Counsellor speaks of ‘loving caring’ person
There’s a news report this morning on the radio - it’s not yet showing up in the papers online. It tells of a counsellor who stood up and spoke of a convicted paedophile as a ‘loving caring man’ in his defense.
The mothers of the victims are insensed and so am I. Â I doubt that counselor has any kids of her/his own, and if they do, their children have not been touched by this insidious behaviour.
I’m a mother who has some daughters who have been defiled by my own father. I had no idea he was like that - he wasn’t when I was a child - at least not to me or my sisters but I have reason to believe he may have been to at least one of my school friends - only I didn’t know it at the time.
These events took place when our children were left in his (and my mother’s) care whilst we were away some time ago. He has been reported to the police and is being monitored - he lives in another state.

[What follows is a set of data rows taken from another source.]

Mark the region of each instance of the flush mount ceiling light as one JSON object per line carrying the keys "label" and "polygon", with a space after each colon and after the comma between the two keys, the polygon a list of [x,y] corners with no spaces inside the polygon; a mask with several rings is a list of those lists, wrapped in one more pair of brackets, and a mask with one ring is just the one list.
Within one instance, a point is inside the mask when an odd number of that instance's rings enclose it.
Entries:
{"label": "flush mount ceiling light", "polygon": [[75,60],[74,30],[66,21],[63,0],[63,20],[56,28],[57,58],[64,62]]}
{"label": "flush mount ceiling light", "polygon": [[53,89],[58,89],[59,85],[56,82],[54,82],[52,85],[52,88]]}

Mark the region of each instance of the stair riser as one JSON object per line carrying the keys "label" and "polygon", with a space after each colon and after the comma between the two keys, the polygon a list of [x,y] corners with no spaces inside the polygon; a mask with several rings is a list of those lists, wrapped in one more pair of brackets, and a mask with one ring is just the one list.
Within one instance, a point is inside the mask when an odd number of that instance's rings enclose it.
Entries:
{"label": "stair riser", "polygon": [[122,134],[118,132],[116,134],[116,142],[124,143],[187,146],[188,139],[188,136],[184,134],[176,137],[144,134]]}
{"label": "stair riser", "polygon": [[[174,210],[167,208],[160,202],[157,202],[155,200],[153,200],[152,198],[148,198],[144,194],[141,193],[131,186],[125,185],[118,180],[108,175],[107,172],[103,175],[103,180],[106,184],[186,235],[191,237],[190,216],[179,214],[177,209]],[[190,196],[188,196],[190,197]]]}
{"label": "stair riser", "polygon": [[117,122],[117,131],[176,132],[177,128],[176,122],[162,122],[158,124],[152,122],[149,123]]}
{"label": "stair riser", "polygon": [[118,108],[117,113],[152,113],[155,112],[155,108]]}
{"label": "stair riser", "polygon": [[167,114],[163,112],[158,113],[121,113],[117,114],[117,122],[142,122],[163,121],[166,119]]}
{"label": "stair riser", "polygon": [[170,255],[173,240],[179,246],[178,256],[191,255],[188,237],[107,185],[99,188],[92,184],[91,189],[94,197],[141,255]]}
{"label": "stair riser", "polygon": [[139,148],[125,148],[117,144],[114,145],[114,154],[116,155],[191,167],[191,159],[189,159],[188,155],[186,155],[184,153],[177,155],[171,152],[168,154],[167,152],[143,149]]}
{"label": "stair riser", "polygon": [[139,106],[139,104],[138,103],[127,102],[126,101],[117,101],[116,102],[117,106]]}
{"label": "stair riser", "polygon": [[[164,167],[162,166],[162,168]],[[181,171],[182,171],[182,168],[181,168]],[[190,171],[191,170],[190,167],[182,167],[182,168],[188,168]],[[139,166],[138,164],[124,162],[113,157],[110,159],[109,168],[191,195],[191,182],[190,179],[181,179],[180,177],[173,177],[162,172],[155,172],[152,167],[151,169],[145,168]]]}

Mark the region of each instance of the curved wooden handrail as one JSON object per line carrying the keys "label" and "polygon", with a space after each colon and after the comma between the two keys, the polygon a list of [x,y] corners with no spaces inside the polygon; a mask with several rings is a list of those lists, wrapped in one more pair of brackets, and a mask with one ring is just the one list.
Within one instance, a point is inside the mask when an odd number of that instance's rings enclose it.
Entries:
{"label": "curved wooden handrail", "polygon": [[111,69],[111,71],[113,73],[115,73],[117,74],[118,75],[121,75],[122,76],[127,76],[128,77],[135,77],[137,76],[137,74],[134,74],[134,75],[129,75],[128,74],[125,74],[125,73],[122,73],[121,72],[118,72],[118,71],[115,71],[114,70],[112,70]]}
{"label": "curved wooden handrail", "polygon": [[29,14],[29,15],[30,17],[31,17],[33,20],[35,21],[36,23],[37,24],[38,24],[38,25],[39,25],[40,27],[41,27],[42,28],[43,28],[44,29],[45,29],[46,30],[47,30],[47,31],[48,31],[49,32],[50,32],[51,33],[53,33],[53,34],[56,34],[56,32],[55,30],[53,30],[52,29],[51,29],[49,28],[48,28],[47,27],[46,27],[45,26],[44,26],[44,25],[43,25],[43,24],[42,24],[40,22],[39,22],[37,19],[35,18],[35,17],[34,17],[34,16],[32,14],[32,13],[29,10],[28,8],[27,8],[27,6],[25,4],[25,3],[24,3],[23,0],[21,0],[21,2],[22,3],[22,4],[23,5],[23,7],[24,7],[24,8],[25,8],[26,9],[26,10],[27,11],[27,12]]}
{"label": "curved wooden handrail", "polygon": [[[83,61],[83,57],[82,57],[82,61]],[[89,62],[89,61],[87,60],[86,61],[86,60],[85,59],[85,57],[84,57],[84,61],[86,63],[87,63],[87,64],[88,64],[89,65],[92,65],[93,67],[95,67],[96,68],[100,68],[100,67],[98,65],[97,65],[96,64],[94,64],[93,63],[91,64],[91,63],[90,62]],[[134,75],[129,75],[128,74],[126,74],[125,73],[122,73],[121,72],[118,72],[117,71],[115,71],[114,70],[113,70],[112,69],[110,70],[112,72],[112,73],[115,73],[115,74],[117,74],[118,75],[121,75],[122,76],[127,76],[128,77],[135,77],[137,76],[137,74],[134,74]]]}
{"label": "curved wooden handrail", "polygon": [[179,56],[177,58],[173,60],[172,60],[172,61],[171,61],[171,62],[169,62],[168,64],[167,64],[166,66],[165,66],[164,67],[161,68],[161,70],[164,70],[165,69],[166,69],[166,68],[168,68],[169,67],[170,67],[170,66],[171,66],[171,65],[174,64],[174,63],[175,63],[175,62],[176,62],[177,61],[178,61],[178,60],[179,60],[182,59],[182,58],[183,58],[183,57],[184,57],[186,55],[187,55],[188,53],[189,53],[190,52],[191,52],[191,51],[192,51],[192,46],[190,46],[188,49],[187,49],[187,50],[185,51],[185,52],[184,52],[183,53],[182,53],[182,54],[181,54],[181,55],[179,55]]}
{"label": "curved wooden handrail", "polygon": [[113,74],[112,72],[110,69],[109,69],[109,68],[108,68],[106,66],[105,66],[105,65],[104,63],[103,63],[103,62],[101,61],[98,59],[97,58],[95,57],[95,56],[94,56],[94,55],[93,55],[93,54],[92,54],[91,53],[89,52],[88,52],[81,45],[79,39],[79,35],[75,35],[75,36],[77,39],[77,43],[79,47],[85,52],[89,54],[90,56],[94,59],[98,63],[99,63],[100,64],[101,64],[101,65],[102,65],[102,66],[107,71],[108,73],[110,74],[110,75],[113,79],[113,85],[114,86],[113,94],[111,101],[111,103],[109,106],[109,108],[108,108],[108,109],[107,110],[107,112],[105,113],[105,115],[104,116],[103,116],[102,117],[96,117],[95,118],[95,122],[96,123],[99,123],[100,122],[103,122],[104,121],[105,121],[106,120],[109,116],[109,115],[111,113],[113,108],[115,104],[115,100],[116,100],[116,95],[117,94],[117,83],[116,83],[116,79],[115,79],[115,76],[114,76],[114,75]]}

I would say my father is also a loving caring man but that doesn’t mean we agree with what he’s done and that ‘loving and caring’ has been screwed up. I would never say that in his defense - if he ends up in jail he deserves it. I don’t want to see my father again - it hurts too much to know that he abused the trust my husband and I had in him and my mum and it has definitely broken our family relationships as a result.
Our girls are growing up and want to put this thing behind them - for that reason I have been careful not to identify who I am or my children. My daughters’ identities should be protected but I felt I should speak out as this is an important issue and not one to be shoved under a carpet somewhere.
September 21st, 2007 at 1:19 am
Perpetrators are very clever people (they have to be to hide their despicable behaviour). It sounds as though the convicted perpetrator in the news story has managed to convince his counsellor that he is a “loving caring man”.
It is so important for everyone to understand the tactics of those who want to play sex games with our kids.
Thank you to you and your family for speaking out while protecting your identities.
I would like to see you post more often and to help the rest o0f us in our endeavors to create a culture of zero tolerance toward sexual violence.
I have linked to you and visit you frequently. I have also stumbled your site in a hope that more blog readers will learn of the dynamics and devastation of child sexual abuse.
September 21st, 2007 at 1:37 pm
Thank you. I noticed the increased stats and that this page had been stumbled. I do appreciate that. It still hurts to write about this episode of our lives as it’s now only a year since we first learnt about it. Writing does help though and periodically I’ll hear something on the radio or someone will say something that starts a new train of thought.